How I wish I could. Just walk right into that ocean of warmly felt righteousness until the waves were over my head, then breathe. But that would mean I had an IQ of twelve. That would mean I conflated Bush and Saddam. That I was somehow convinced that Saddam, causing the death of an estimated 300,000 children, not to mention the brutal torture or murder of unnumbered Iraqi adults over the past 10 years, is somehow equal to this transparent, painstaking invasion that counts and publishes every wound and loss on both sides. And that the hatred and ill will towards the West in the Middle East propagated by their intelligentsia, religious figures, media and leadership is less depraved than, say, the corporate malfeasance that has been so thoroughly investigated, criticized and punished for the past 10 months in the West. That this viciously expensive war has been undertaken by the Americans and British so that Dick Cheney and Haliburton can rebuild the Iraqi oil fields and profit. And that a Jewish cabal in New York is pulling Bush's strings.

We are finally reaping the rewards of postmodernism. Thirty years of radical relativism propagated by my addled and destructive generation in the universities, seemingly unchallenged by parents or university regents adds up to this: People believe that there is no objective truth. Truth has become something to be invented, rather than pursued. Reasoned argument is a tool of white males so has no value. If you feel it, only then can it be true. War feels bad, therefore in every case is bad, and any argument against it will do. Make it up. Exaggerate. Blow conspiracy theories hard. It doesn't matter. People unashamedly complain in the same breath about the Americans not invading Iraq in 1991 to rescue the Kurds, and invading Iraq today. They complain about the Americans not insisting that Kuwaiti women receive the vote after the first Gulf War and that Americans are now planning to seed the principles of democracy in Iraq. If one points out that since 1979, Iraqi median annual income has dropped from a respectable $12,000 a year to less than $3,000, that when Saddam took Iraq in 1979, it had a surplus of $50-billion, and now has a debt of $100-billion solely based on his arms build-up, they waffle and fade, still convinced they are right. This tyrant is on the side of right, the Bush team always wrong. Why? Don't know. Just feel it.

We are living within Vaclav Havel's lie. All the things that we think are true, say the people we pay to teach our treasured youth, are merely the constructs of dominant groups, the creations of the powerful. Last weekend, at an anti-war teach-in, Columbia anthropology professor Nicholas De Genova told 3,000 students and faculty, "Peace is subversive, because peace anticipates a very different world than the one in which we live -- a world where the U.S. would have no place." De Genova continued: "the only true heroes are those who find ways that help defeat the U.S.military. I personally would like to see a million Mogadishus. If we really [believe] that this war is criminal ... then we have to believe in the victory of the Iraqi people and the defeat of the U.S. war machine." Was De Genova reprimanded? Guess. What would have happened to him had he said the same thing that same weekend in Baghdad?
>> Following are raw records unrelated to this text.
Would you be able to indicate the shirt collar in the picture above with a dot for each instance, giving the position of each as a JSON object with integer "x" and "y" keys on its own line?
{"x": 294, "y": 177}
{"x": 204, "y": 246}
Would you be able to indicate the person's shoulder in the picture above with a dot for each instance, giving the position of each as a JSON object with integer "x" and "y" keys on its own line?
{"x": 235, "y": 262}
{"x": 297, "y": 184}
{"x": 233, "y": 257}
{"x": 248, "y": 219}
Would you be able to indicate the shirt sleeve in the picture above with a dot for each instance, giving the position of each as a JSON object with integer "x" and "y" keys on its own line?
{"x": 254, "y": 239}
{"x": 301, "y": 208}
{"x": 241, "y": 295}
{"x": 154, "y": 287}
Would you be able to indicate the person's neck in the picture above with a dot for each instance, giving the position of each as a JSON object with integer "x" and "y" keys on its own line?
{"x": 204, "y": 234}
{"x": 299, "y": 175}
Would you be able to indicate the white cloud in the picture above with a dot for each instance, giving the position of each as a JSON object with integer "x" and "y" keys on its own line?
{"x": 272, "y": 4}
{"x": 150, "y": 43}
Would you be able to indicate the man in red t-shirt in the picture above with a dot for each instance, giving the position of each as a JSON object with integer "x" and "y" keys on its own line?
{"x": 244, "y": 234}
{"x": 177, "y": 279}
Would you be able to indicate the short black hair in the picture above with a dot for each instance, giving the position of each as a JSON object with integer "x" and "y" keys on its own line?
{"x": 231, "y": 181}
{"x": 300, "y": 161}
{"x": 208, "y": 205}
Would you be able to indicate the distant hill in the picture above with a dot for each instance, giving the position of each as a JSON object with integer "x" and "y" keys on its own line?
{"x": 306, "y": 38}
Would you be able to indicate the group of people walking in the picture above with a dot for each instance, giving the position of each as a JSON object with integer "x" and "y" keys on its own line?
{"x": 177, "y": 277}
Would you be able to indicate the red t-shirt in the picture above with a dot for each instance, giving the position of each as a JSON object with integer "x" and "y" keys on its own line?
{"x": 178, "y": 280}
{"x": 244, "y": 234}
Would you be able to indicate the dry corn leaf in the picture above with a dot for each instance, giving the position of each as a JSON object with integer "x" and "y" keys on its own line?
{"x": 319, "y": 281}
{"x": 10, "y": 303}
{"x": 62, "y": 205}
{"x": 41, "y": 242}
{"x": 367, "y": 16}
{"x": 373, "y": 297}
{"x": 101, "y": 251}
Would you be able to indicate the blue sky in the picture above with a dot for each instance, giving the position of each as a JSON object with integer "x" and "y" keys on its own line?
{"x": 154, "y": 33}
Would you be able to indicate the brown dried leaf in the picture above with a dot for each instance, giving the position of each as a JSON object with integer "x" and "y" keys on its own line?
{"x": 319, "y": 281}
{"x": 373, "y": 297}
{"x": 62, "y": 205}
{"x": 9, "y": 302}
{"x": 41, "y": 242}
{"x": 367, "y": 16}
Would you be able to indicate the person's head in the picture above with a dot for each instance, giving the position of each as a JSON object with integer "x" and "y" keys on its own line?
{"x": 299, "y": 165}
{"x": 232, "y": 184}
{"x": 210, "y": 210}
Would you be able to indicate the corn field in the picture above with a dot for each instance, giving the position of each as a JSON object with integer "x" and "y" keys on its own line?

He would have been skinned, dropped in boiling oil, fed through a meat grinder, then plopped down on his family's front lawn with a bill for the grinding attached to the twist tie on the garbage bag.

So what is the difference between Nicholas De Genova, or say, Michael Moore or Martin Sheen's hate-filled, militant, purpose-filled, bourgeois-baiting language and that of Osama bin Laden or Saddam Hussein? It's merely a matter of degree, since its purpose is fundamentally undemocratic.

Martin Sheen has been arrested 70 times for protesting various things. One might well ask about his associations. Until now, the largest organization behind the "peace" movement has been International ANSWER, which has been revealed as front for a Marxist-Leninist party with ties to the Communist regime in North Korea. According to a comprehensive, sympathetic report in The New York Times, factions on the left became disturbed that the overtly radical slogans of the International ANSWER protests were "counter-productive." Last fall, they met in the offices of People For The American Way to create a new umbrella organization called United for Peace and Justice that would present a more palatable face to the American public. The associated Not in Our Name campaign onto which actors and writers piled in huge numbers last month, pays for, almost exclusively the appeals of convicted cop-killer Mumia Abu-Jamal, and is organized by a member of the Maoist Revolutionary Communist Party. This outfit is closely associated with another which supports the brutal confiscatory dictatorship that is Fidel Castro's.

I followed that Chevy van onto the Vancouver ferry to listen to Mike Harris articulate a new common-sense foreign policy for Canada. It was like having oil poured on an over-heated forehead. Harris described a simple, clear, humane, based-in-history set of ideas that would point us towards a better, saner world. Don't get too excited. Adopting it would mean we still knew how to think.